At present, the only potentially curative therapy for MDS is allogeneic stem cell transplantation.51 Accurate pretransplant risk stratification is necessary to identify patients for whom this approach has the potential for success, while preventing unnecessary morbidity in those unlikely to benefit. Although clinical factors such as cytogenetics and serum ferritin levels have been shown to influence outcomes,64,65 there is also an emerging role for genetics in this regard. In a single-center retrospective study of patients who underwent pretransplant genetic profiling, mutations in TP53 were associated with significantly decreased overall survival.66 A recent study has replicated the negative prognostic impact of TP53 mutations in the MDS transplant population, in addition to identifying RUNX1 and ASXL1 as potential markers of poor outcome.67 Though evaluation of large clinical cohorts and prospective validation is required, these data suggest that genetics may help identify a subset of patients in whom outcomes with standard transplant regimens are particularly poor, and alternative therapeutic strategies should be considered.
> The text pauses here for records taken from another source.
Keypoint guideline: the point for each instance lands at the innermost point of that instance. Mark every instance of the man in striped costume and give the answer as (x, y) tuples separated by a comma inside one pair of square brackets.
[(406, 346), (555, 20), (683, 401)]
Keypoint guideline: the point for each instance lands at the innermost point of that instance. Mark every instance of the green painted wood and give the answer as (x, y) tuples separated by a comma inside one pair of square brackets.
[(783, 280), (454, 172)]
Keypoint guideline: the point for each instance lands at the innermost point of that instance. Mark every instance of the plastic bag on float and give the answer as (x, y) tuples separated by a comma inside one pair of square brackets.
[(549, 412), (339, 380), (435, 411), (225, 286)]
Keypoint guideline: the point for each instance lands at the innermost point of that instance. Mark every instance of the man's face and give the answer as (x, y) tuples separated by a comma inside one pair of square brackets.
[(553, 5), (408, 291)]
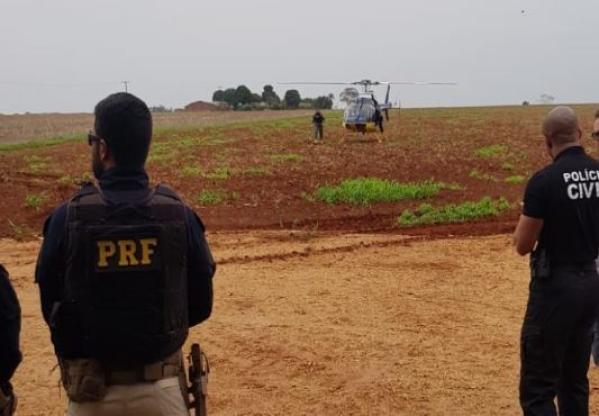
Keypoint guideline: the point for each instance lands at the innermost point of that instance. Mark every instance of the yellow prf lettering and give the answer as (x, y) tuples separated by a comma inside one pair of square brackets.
[(127, 250), (105, 249), (147, 249)]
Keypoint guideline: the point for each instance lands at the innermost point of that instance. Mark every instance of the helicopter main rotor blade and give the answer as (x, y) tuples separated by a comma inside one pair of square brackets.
[(315, 83), (419, 83)]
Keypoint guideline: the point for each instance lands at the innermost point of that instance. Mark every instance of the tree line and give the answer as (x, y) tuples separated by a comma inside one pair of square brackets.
[(242, 98)]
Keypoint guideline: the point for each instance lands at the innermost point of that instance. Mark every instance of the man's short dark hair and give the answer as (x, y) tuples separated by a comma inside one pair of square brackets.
[(125, 123)]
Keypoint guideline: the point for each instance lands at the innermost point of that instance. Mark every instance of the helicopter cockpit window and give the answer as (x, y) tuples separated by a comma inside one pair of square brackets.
[(360, 111)]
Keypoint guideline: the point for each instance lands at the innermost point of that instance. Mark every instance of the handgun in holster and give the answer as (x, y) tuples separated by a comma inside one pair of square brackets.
[(540, 267), (199, 370), (8, 401)]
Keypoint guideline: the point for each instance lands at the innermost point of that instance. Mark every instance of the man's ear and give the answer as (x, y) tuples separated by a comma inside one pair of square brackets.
[(103, 149)]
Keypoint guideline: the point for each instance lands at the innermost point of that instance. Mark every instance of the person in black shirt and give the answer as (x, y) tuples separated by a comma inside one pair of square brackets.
[(318, 122), (595, 346), (124, 270), (559, 226), (10, 356)]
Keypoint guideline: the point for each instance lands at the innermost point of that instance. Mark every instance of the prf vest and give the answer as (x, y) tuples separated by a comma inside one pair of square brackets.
[(124, 295)]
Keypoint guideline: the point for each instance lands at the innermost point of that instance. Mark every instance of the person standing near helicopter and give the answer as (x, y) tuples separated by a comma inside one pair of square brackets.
[(318, 123)]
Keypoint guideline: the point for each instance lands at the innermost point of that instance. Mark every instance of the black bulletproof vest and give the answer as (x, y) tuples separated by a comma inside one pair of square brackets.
[(124, 298)]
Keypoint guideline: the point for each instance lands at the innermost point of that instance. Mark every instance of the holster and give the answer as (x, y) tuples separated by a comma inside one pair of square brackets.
[(84, 380), (540, 267), (8, 402)]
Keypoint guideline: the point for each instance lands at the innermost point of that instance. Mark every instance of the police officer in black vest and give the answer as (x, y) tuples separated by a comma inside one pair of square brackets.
[(559, 226), (10, 356), (124, 271)]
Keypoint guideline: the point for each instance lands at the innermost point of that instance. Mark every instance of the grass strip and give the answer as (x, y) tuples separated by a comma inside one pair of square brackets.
[(453, 213), (367, 191)]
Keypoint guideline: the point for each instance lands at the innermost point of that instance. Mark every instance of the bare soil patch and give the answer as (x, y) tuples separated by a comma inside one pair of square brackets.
[(265, 172), (337, 324)]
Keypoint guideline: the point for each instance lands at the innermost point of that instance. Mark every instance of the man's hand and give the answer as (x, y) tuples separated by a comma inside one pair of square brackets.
[(526, 234)]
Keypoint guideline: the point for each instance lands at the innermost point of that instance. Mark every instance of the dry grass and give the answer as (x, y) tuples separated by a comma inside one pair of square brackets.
[(25, 127)]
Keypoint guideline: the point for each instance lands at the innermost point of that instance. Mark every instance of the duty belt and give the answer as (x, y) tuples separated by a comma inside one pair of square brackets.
[(575, 267), (171, 366)]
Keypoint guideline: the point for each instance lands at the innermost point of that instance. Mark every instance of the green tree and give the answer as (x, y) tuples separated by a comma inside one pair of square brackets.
[(230, 97), (292, 99), (270, 97), (323, 102), (219, 95), (243, 95)]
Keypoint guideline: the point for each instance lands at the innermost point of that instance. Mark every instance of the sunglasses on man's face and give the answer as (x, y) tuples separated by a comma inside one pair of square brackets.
[(91, 138)]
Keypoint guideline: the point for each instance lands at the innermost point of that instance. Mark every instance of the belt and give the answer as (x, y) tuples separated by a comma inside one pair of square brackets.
[(575, 267), (171, 366)]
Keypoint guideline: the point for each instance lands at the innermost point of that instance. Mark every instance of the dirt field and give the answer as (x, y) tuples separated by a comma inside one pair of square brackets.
[(323, 309), (266, 172), (337, 324)]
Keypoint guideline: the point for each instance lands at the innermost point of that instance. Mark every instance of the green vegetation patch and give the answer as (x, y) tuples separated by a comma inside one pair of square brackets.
[(477, 174), (37, 164), (190, 170), (39, 143), (286, 157), (515, 179), (366, 191), (35, 201), (257, 171), (466, 211), (215, 196), (221, 173), (494, 150)]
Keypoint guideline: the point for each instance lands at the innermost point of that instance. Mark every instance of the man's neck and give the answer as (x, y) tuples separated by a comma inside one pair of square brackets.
[(557, 150)]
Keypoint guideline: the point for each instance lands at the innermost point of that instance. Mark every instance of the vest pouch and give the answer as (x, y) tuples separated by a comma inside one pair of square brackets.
[(84, 380)]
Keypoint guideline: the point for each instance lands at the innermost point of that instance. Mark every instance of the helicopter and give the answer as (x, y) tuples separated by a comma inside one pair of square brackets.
[(363, 113)]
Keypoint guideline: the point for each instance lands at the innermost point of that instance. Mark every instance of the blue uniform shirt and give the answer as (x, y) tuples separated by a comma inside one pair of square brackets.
[(122, 185), (10, 325)]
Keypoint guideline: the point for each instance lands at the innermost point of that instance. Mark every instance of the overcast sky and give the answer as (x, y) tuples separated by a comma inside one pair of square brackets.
[(65, 55)]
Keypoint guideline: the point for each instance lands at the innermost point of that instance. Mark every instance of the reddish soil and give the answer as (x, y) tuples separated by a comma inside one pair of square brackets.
[(271, 170), (313, 324)]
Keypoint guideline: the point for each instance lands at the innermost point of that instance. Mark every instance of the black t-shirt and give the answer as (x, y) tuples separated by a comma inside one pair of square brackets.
[(565, 195), (10, 325)]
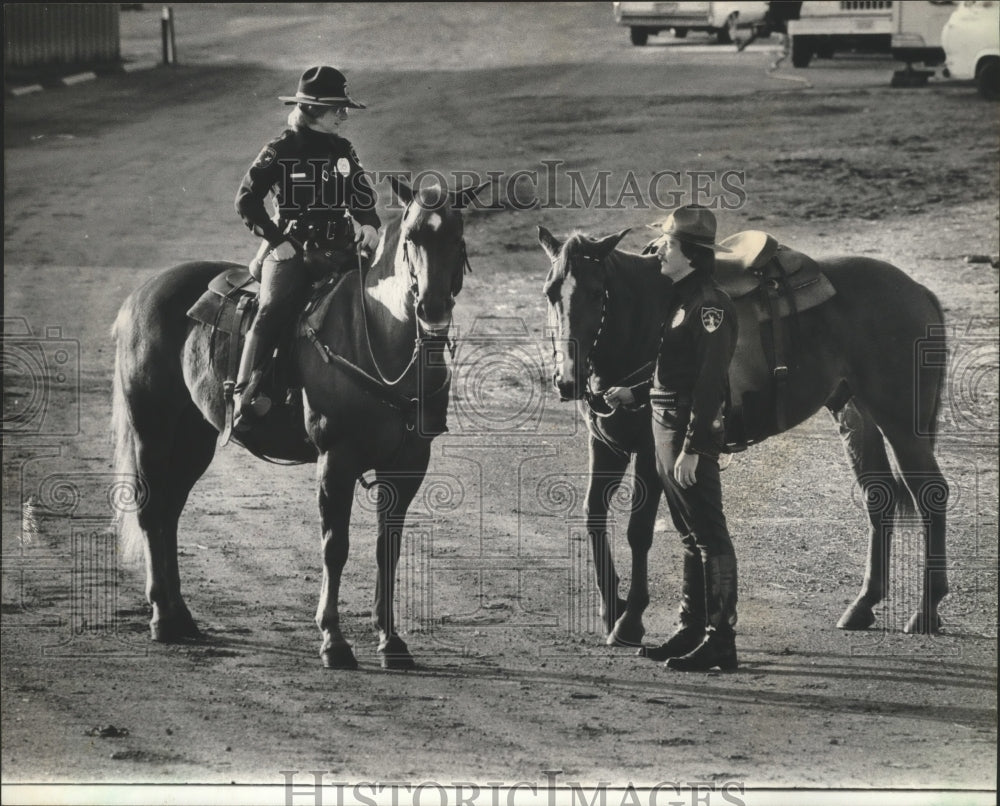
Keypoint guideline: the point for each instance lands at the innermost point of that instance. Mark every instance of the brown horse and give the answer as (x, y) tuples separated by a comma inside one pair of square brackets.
[(168, 407), (858, 356)]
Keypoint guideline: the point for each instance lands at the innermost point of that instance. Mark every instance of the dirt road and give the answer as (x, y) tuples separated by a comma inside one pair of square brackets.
[(108, 183)]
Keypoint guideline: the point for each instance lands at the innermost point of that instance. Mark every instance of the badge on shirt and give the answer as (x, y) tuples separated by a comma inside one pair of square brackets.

Last, with the recent advances in our understanding of the molecular pathophysiology of MDS, novel therapeutic targets have emerged. For example, small-molecule inhibitors of mutant isocitrate dehydrogenase enzymes, present in a minority of patients with MDS, have displayed efficacy in preclinical studies of AML.68,69 Moreover, animal models of splicing factor mutations have shown that mutant homozygosity is lethal, whereas in the setting of heterozygosity, the pattern seen in myeloid malignancies, further inhibition of the splicing machinery can drive cell death.18,70 With the intention of exploiting the therapeutic window present in patients bearing these mutations, small-molecule spliceosome inhibitors are under development.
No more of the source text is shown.